Orang Jepang dikenal karena kecanduan pachinko, karena kasino di Jepang tidak dilegalkan. Namun pada akhir tahun 2016 muncul undang-undang yang menyetujui kasino legal, tetapi terintegrasi dalam resort (MICE). Hingga kecanduan orang Jepang terhadap taruhan menyebabkan proposal untuk membatasi akses ke resort tersebut.
Chikako Ikeda, anggota komisi partai liberal demokrat, mengonfirmasi bahwa pada 27 April 2018, sebuah proposal untuk membatasi kunjungan ke kasino akan (sudah) disampaikan oleh Partai Liberal yang dominan bersama Komeito.
Daftar Isi
Apa tujuan kasino di Jepang?
Tujuan kasino resmi di Jepang di dalam Resort Terintegrasi adalah untuk mendorong pariwisata dan menghasilkan pendapatan. Selama bertahun-tahun orang Jepang menghabiskan gaji mereka di mesin pachinko dan mesin slot yang merupakan semacam kasino tetapi tidak melibatkan uang.
Beberapa pachinko sangat terkait dengan kecurangan bahkan dengan Yakuza.

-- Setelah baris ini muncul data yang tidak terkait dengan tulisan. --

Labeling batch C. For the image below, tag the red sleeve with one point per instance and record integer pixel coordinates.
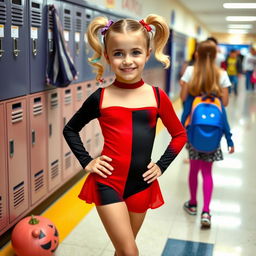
(174, 127)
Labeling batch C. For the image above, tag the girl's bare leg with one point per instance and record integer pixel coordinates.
(136, 221)
(116, 220)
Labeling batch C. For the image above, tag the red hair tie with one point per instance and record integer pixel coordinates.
(145, 25)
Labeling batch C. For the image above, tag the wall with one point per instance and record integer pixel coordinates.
(184, 22)
(235, 39)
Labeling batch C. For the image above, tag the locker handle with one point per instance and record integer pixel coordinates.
(1, 47)
(77, 48)
(16, 51)
(11, 143)
(34, 47)
(50, 130)
(33, 137)
(50, 45)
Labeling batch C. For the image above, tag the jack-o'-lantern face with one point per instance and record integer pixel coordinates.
(35, 236)
(49, 240)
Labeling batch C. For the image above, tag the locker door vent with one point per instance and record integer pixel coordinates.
(67, 160)
(37, 109)
(54, 102)
(36, 18)
(97, 139)
(50, 20)
(39, 180)
(88, 145)
(17, 16)
(17, 116)
(88, 18)
(54, 169)
(18, 194)
(67, 99)
(67, 20)
(78, 25)
(2, 14)
(1, 209)
(79, 93)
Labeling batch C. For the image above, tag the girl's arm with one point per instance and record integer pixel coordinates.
(227, 132)
(183, 90)
(88, 111)
(174, 127)
(225, 96)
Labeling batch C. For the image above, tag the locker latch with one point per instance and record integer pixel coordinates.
(34, 47)
(1, 48)
(15, 47)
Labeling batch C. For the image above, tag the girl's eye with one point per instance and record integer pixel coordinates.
(118, 54)
(136, 52)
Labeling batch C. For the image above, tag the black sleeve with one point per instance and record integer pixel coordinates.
(88, 111)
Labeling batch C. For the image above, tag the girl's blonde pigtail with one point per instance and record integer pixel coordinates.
(94, 41)
(160, 38)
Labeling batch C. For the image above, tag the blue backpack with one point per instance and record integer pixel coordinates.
(205, 124)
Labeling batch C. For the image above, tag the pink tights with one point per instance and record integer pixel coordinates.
(206, 168)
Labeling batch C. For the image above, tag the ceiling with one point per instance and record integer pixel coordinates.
(212, 14)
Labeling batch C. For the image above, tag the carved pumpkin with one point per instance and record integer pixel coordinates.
(35, 236)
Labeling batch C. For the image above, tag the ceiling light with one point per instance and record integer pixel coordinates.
(244, 26)
(237, 31)
(241, 18)
(239, 5)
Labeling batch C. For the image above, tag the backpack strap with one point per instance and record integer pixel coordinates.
(157, 95)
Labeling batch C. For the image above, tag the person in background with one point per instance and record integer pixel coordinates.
(123, 180)
(234, 69)
(249, 64)
(204, 78)
(220, 58)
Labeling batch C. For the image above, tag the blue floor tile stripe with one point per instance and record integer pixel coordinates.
(174, 247)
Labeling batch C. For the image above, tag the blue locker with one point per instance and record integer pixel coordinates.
(37, 46)
(14, 60)
(49, 54)
(4, 214)
(67, 12)
(87, 73)
(78, 28)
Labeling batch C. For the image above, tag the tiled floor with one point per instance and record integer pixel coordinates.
(233, 231)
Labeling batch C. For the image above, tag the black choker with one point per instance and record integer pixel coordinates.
(128, 86)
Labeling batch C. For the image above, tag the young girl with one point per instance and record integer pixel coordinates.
(123, 180)
(204, 78)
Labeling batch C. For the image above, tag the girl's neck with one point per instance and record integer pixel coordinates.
(124, 85)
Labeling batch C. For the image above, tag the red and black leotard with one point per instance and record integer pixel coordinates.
(128, 140)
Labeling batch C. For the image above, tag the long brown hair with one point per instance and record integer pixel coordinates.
(160, 37)
(206, 75)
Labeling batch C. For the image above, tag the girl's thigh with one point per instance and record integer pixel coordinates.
(116, 220)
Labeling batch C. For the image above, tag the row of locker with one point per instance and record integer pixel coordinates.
(26, 42)
(35, 160)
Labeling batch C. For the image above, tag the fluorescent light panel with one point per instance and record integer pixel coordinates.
(243, 26)
(237, 31)
(241, 18)
(239, 5)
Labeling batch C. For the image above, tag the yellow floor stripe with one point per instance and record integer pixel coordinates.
(68, 210)
(65, 213)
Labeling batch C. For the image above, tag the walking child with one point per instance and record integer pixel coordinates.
(122, 181)
(205, 78)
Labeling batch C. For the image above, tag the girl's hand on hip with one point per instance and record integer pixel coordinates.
(100, 166)
(231, 150)
(152, 173)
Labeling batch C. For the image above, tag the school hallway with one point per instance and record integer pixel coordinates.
(169, 230)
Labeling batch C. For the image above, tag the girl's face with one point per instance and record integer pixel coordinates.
(127, 54)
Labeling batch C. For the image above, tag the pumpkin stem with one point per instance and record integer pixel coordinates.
(33, 220)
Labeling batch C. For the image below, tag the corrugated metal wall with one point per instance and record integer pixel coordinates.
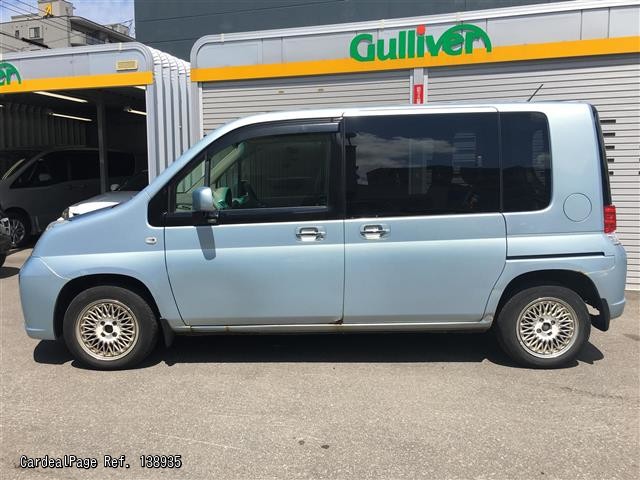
(168, 102)
(226, 101)
(611, 84)
(31, 126)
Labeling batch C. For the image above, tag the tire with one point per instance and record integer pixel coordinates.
(20, 228)
(96, 317)
(544, 327)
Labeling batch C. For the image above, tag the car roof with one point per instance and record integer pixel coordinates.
(400, 109)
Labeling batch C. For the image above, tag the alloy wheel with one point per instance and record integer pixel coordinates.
(107, 330)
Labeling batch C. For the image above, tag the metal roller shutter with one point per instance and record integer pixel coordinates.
(226, 101)
(609, 83)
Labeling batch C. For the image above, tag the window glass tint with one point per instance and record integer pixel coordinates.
(121, 165)
(264, 172)
(422, 164)
(526, 161)
(84, 164)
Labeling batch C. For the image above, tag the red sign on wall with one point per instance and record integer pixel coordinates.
(418, 93)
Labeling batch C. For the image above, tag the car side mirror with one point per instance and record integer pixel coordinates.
(44, 177)
(204, 209)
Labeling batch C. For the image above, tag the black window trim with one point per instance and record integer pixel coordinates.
(158, 211)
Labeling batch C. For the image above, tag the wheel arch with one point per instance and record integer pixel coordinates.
(79, 284)
(576, 281)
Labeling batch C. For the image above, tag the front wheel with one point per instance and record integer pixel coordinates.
(20, 227)
(544, 327)
(109, 328)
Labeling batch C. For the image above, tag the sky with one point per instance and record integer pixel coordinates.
(100, 11)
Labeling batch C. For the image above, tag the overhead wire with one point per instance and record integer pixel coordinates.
(23, 12)
(52, 21)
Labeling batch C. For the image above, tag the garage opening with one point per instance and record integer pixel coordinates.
(59, 148)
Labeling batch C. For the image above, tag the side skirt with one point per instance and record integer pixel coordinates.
(480, 326)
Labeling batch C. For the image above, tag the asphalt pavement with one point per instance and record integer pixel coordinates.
(403, 406)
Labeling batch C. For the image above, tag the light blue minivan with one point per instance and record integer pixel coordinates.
(414, 218)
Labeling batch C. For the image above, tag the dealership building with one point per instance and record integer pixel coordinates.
(581, 51)
(559, 51)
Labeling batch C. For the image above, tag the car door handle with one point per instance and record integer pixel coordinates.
(374, 232)
(310, 234)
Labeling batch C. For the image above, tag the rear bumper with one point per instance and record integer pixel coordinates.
(39, 289)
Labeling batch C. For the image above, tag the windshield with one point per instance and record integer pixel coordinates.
(135, 183)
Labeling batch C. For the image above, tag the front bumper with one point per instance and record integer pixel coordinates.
(39, 290)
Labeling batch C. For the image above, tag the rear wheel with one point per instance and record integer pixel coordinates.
(544, 327)
(20, 228)
(110, 328)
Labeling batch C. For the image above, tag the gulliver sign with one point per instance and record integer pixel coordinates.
(7, 73)
(415, 44)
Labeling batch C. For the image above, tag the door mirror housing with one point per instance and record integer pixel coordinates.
(204, 209)
(202, 200)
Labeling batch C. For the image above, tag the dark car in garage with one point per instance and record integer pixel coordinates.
(35, 191)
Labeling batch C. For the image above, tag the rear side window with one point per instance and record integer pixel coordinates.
(422, 164)
(526, 161)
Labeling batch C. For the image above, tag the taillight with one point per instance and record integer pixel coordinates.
(609, 218)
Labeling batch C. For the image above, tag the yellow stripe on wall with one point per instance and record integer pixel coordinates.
(511, 53)
(80, 82)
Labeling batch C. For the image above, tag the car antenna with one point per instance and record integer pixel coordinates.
(534, 93)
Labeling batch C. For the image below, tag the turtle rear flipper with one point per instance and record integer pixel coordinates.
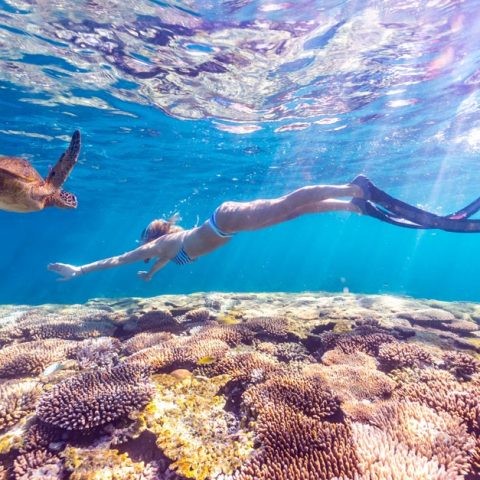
(67, 161)
(63, 199)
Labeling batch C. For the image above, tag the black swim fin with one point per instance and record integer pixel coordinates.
(398, 211)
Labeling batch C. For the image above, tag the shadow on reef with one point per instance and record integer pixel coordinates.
(241, 387)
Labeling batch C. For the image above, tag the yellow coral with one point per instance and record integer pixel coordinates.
(193, 428)
(101, 464)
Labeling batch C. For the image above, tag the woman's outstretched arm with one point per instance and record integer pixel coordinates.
(68, 272)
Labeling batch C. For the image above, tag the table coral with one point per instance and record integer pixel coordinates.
(302, 393)
(95, 398)
(245, 367)
(144, 340)
(460, 364)
(193, 428)
(17, 399)
(38, 465)
(399, 355)
(31, 358)
(105, 464)
(296, 447)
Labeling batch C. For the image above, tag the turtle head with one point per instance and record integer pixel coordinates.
(62, 199)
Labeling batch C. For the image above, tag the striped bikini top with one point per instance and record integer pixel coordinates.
(183, 258)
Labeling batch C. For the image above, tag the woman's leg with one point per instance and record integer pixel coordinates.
(236, 217)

Banyak orang Jepang bermain pachinko dan berhasil menukarkan kemenangan mereka dengan uang alih-alih produk, itu di area pachinko sendiri,

Jadi idei melegalkan kasino adalah sesuatu yang jelas, pemerintah dapat memiliki kendali atas permainan judi yang dilegalkan ini. Sama seperti mereka dapat memiliki kendali atas lotere dan permainan judi lainnya.
Selain itu, proposal resort dengan kasino membuat perusahaan besar dari luar negeri menginvestasikan miliaran di negara ini. Akankah mereka bersaing ruang dengan Taruhan Olahraga LVBET.
Proposal untuk membatasi kasino
Proposal tersebut menyatakan bahwa baik orang Jepang maupun orang asing yang tinggal di Jepang, hanya dapat mengunjungi kasino 3 kali per minggu dan 10 kali dalam 28 hari. Semuanya akan tercatat melalui My Number.
Meskipun My Number adalah dokumen yang sangat penting, hanya 10% populasi yang mengeluarkannya, yang membuat beberapa legislator ragu untuk menggunakannya di kasino.

Mereka ingin membatasi permainan karena penelitian mengungkapkan bahwa sekitar 3,2 juta orang Jepang menderita berbagai bentuk finansial dan psikologis karena kecanduan judi. Belum lagi beberapa memiliki perilaku bermasalah karena permainan, yang bahkan dapat mempengaruhi kehidupan keluarga.
Sudah lama legislatif Jepang mencoba mengatur aturan kasino yang disetujui pada akhir 2016. Hal-hal seperti menetapkan batas area kasino di dalam resort terintegrasi.
Mereka perlu mengatur pedoman tentang lokasi di mana permainan judi ini terjadi. Semuanya diperkirakan akan terjadi hingga akhir 2017, tetapi karena masalah politik yang melibatkan Shinzo Abe, hal-hal harus ditunda.
Akankah dua skandal yang melibatkan Shinzo Abe dapat menjadi ancaman untuk proyek resort terintegrasi di Jepang?

Proposal lain yang melibatkan kasino di Jepang
Selain membatasi ruang kasino dan jumlah hari yang dapat dikunjungi orang Jepang, proyek lain yang melibatkan pajak sedang dibahas. Beberapa menginginkan pajak 30% atas pendapatan bruto permainan judi, selain memerlukan tiga lisensi berbeda untuk membuka kasino.
Proyek ini juga melibatkan biaya 6.000 yen (56 dolar) untuk masuk ke kasino. Reaksi terhadap proposal ini bercampur. Dipercaya bahwa batas 3% pada ruang resort untuk kasino dapat mempengaruhi investasi asing di negara ini.
Dan Anda? Apa pendapat Anda tentang ide-ide ini terkait permainan judi di Jepang? Apakah Anda berpikir aturan ini bermanfaat bagi populasi agar tidak kecanduan bermain game? Akankah permainan judi yang dilegalkan mengambil alih tempat pachinko?